Aku melangka masuk ke pertemana baru waktu Sekolah menengah pertama. Teman Sekolah dasar ku ternyata masuk sekolah yang sama. Mereka menjadi kakak kelas ku. Lupakan mereka. Memasuki pertemana baru ini aku merasa berbeda. Jika waktu sekolah dasar pembicaraan hanya tentang kartun Favorit. Sekarang tentang percintaan lebih tepatnya cinta monyet. Dan juga pertemanan baru ini terasa memkasa. Maksudku semuanya harus di lakukan bersama seperti geng mungkin. Jika tidak mengikuti perkumpulan itu maka akan di kucilkan bukan di bully. Dan jujur aku tidak suka pertemanan seperti itu tidak terbuka ke pada orang luar. Ketika lulus sesuai dengan prediksiku. Teman yang waktu sekolah harus melakukan semuanya secara bersama-sama. Sekarang hanya menjadi penonton stroy. Karena prinsip pertemanan seperti itu jika sudah jauh mereka hanya teman sekelas tidak lebih.

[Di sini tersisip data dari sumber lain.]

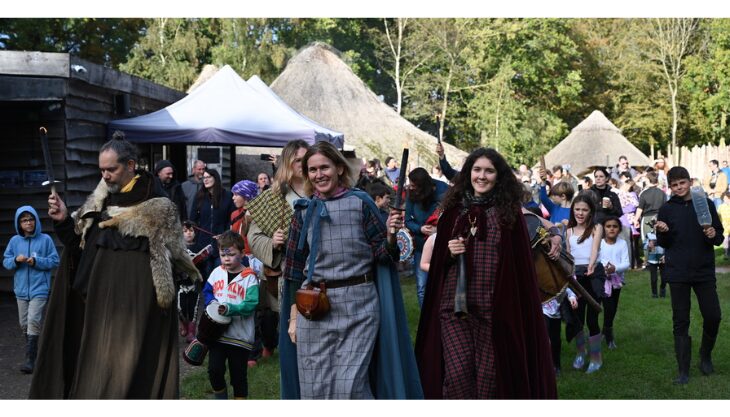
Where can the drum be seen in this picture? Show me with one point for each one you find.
(552, 274)
(195, 353)
(405, 244)
(212, 325)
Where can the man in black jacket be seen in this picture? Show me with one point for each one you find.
(165, 172)
(690, 264)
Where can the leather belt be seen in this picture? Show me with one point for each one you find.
(357, 280)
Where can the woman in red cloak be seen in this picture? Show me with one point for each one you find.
(500, 348)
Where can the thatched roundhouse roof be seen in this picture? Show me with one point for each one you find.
(594, 142)
(208, 71)
(320, 85)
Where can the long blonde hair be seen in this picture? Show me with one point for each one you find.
(326, 149)
(284, 172)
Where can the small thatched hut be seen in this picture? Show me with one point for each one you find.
(319, 85)
(594, 142)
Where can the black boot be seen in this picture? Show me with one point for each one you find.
(708, 343)
(683, 350)
(610, 342)
(31, 350)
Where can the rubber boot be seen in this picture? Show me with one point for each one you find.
(683, 350)
(594, 348)
(708, 343)
(580, 344)
(610, 341)
(31, 351)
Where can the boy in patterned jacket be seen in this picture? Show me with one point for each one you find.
(236, 289)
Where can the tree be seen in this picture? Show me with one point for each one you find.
(171, 52)
(672, 40)
(454, 67)
(401, 54)
(251, 47)
(707, 83)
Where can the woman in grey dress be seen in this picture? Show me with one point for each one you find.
(337, 237)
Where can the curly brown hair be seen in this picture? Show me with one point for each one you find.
(508, 191)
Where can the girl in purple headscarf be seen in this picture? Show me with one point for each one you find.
(243, 192)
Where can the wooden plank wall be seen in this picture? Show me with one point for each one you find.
(77, 125)
(19, 140)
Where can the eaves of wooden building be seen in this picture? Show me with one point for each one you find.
(74, 99)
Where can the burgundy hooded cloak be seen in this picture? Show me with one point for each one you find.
(521, 346)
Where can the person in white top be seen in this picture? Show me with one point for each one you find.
(615, 260)
(584, 239)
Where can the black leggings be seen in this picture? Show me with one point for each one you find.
(610, 305)
(554, 327)
(706, 292)
(653, 274)
(636, 251)
(237, 357)
(587, 314)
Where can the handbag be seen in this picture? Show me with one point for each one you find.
(312, 302)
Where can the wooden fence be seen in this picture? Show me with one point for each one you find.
(697, 159)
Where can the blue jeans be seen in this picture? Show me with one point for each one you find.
(421, 277)
(31, 314)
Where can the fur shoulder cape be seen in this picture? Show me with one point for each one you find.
(158, 221)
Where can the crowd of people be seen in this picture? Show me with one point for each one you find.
(307, 262)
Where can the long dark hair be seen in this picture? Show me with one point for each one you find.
(583, 197)
(507, 191)
(215, 193)
(424, 192)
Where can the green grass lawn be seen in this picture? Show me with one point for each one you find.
(642, 367)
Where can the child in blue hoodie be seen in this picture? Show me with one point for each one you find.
(32, 255)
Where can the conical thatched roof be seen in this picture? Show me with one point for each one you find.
(594, 142)
(209, 70)
(319, 85)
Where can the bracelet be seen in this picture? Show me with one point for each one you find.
(554, 231)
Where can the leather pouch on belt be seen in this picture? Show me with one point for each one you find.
(312, 302)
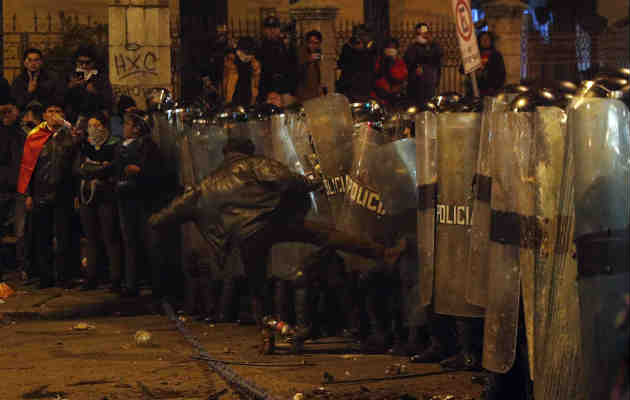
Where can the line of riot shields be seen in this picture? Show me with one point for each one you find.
(519, 205)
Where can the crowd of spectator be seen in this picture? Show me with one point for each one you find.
(284, 70)
(76, 169)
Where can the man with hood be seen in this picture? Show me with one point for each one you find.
(491, 75)
(424, 63)
(46, 180)
(241, 76)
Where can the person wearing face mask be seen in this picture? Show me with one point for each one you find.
(46, 181)
(11, 142)
(277, 62)
(137, 165)
(391, 73)
(31, 118)
(309, 67)
(35, 83)
(424, 62)
(98, 211)
(241, 76)
(356, 63)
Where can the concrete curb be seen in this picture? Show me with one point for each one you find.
(108, 306)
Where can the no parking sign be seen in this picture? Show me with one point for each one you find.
(466, 35)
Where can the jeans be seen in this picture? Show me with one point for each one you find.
(23, 235)
(49, 220)
(100, 224)
(255, 250)
(139, 243)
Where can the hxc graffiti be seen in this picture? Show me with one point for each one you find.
(137, 63)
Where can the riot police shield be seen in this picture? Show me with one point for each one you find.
(426, 176)
(291, 144)
(206, 147)
(477, 283)
(556, 320)
(512, 239)
(379, 169)
(363, 212)
(600, 130)
(255, 128)
(458, 144)
(330, 124)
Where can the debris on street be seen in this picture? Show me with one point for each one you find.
(143, 338)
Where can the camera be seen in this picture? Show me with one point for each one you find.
(85, 74)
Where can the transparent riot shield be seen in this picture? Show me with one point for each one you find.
(512, 239)
(557, 320)
(426, 176)
(206, 148)
(258, 130)
(363, 213)
(600, 129)
(291, 145)
(201, 152)
(477, 286)
(458, 144)
(330, 124)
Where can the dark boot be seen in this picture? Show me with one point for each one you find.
(257, 310)
(226, 308)
(432, 354)
(302, 323)
(466, 359)
(376, 342)
(280, 296)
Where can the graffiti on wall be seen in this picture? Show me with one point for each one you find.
(135, 64)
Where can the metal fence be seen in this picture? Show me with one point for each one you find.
(442, 27)
(575, 55)
(45, 32)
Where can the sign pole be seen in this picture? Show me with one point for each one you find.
(465, 29)
(473, 77)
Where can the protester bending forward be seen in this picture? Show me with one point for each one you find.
(254, 202)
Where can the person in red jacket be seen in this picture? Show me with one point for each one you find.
(391, 74)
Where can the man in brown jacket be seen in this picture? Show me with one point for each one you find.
(309, 67)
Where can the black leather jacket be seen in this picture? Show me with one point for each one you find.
(242, 196)
(52, 181)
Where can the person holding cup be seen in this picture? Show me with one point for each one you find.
(46, 181)
(309, 67)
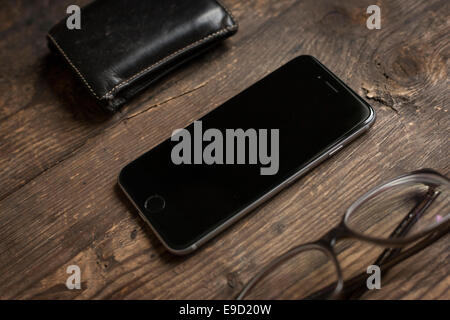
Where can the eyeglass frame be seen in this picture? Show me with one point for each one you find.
(389, 258)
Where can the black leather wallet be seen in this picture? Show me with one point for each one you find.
(124, 46)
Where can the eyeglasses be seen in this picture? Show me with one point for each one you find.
(405, 215)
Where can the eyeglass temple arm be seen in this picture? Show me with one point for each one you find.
(355, 282)
(356, 286)
(401, 230)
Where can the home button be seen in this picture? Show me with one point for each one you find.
(155, 203)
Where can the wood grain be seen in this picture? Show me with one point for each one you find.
(59, 158)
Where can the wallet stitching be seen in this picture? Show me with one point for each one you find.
(73, 65)
(125, 82)
(235, 24)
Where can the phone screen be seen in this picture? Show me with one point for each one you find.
(309, 107)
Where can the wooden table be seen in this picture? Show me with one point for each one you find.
(59, 160)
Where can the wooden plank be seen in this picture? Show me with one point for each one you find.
(73, 213)
(47, 115)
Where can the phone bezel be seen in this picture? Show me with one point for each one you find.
(328, 152)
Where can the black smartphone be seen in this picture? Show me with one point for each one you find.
(209, 174)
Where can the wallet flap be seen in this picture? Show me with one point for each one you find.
(120, 42)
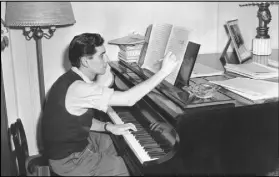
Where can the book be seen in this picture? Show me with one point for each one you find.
(201, 70)
(252, 89)
(161, 39)
(180, 97)
(252, 70)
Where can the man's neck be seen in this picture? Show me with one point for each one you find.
(86, 75)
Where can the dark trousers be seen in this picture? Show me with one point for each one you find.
(99, 158)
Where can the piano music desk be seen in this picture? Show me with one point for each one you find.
(232, 140)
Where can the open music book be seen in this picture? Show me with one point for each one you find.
(163, 38)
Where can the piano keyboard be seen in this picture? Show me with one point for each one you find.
(141, 142)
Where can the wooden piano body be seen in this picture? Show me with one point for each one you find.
(212, 139)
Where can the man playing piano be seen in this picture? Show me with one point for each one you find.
(74, 141)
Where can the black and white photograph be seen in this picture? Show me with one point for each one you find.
(139, 88)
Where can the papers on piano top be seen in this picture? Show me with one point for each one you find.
(201, 70)
(253, 70)
(255, 90)
(130, 39)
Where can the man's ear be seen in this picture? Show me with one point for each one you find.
(83, 62)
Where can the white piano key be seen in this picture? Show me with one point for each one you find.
(136, 147)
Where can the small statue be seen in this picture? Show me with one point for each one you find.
(264, 17)
(4, 38)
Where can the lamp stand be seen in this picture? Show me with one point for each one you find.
(40, 70)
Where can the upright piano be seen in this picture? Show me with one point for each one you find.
(177, 137)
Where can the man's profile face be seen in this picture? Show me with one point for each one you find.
(98, 62)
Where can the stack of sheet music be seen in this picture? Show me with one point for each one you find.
(129, 53)
(252, 70)
(201, 70)
(255, 90)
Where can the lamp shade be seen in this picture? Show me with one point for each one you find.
(39, 14)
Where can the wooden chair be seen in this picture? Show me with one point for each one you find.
(27, 165)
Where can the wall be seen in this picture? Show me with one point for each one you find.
(115, 19)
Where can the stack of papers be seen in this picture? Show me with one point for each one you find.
(252, 89)
(253, 70)
(201, 70)
(130, 53)
(131, 39)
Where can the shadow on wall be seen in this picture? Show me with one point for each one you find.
(66, 65)
(66, 62)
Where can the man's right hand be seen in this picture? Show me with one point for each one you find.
(169, 63)
(121, 129)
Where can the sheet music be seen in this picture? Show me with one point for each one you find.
(177, 44)
(157, 43)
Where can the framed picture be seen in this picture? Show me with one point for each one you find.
(237, 41)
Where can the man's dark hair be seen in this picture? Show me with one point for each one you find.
(82, 45)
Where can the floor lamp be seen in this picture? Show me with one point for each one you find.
(38, 20)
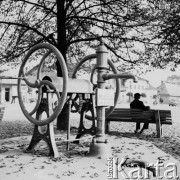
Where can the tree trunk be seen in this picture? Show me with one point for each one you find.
(62, 120)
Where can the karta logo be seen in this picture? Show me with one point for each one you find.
(135, 170)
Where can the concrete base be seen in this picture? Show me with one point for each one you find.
(100, 149)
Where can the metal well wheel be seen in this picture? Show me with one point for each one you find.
(40, 83)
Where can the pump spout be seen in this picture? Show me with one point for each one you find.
(121, 76)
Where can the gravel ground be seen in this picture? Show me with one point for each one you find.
(169, 143)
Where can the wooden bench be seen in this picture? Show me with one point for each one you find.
(2, 108)
(157, 117)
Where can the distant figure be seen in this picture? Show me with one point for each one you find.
(137, 104)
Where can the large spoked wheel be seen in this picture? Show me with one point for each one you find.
(41, 83)
(110, 63)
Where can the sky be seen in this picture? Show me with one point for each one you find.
(155, 77)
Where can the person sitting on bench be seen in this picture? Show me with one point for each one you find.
(137, 104)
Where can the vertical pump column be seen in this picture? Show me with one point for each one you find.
(102, 55)
(99, 146)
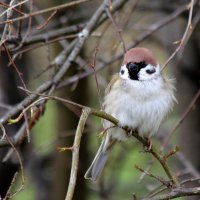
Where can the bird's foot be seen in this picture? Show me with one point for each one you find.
(148, 145)
(130, 132)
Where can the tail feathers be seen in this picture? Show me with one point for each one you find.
(97, 166)
(100, 159)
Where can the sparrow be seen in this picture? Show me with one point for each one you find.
(140, 97)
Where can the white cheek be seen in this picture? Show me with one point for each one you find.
(124, 72)
(143, 75)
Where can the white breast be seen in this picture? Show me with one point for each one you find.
(138, 105)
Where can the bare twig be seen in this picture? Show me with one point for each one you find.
(185, 35)
(119, 31)
(177, 192)
(75, 155)
(59, 7)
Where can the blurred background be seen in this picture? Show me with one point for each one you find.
(31, 55)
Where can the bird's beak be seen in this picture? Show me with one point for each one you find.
(151, 71)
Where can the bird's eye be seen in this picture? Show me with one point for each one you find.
(132, 66)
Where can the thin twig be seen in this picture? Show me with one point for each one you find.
(177, 192)
(185, 35)
(75, 153)
(59, 7)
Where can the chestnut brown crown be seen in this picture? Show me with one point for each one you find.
(138, 55)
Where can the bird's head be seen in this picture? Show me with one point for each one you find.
(139, 64)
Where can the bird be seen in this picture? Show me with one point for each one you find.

Masuk ke sekolah menengah atas. Disini aku mulai menemukan arti Sahabat. Jika selama ini yang aku tahu hanya teman maka ini berbeda. Teman sekolah menengah atas ini beragam. Aku mungkin bisa membuatnya beberapa jenis. Di sekolah ini pembicaraan tentang cinta cenderung lebih serius. Pembicaraan masa depan yang makin seperti rok abu abuku. Kegelisaan, kekhawatiran, kecemasan dan ketakukan. Semuanya menjadi satu. Teman atau aku bisa menyebutnya sahabat ketika sudah sementer pertama kelas XII. Pembicaraan mulai lebih ke arah menyerah apalagi aku. Karena aku sudah tahu di ujung sana tidak ada harapan seperti yang aku harapkan. Aku sadar inilah gunanya sahabat meberikan energi positif, memberikan kemungkinan yang bisa di ambil jika tidak sesuai harapan. Dan aku sangat berterima kasih kepada sahabat sekolah menengah atasku. Mereka tidak berubah seperti teman ku sebelumnya. Hanya saja jaraknya yang berubah setelah lulus.
Kembali ke aku yang sekarang. Sanak saudara setiap ada yang berkunjung selalu menyaran ini dan itu. Seolah itu yang terbaik untuk ku. Jika meraka tau itu yang terbaik kenapa tidak mereka saja jangan menyuruh orang lain. Akh sungguh kesal di bagian ini.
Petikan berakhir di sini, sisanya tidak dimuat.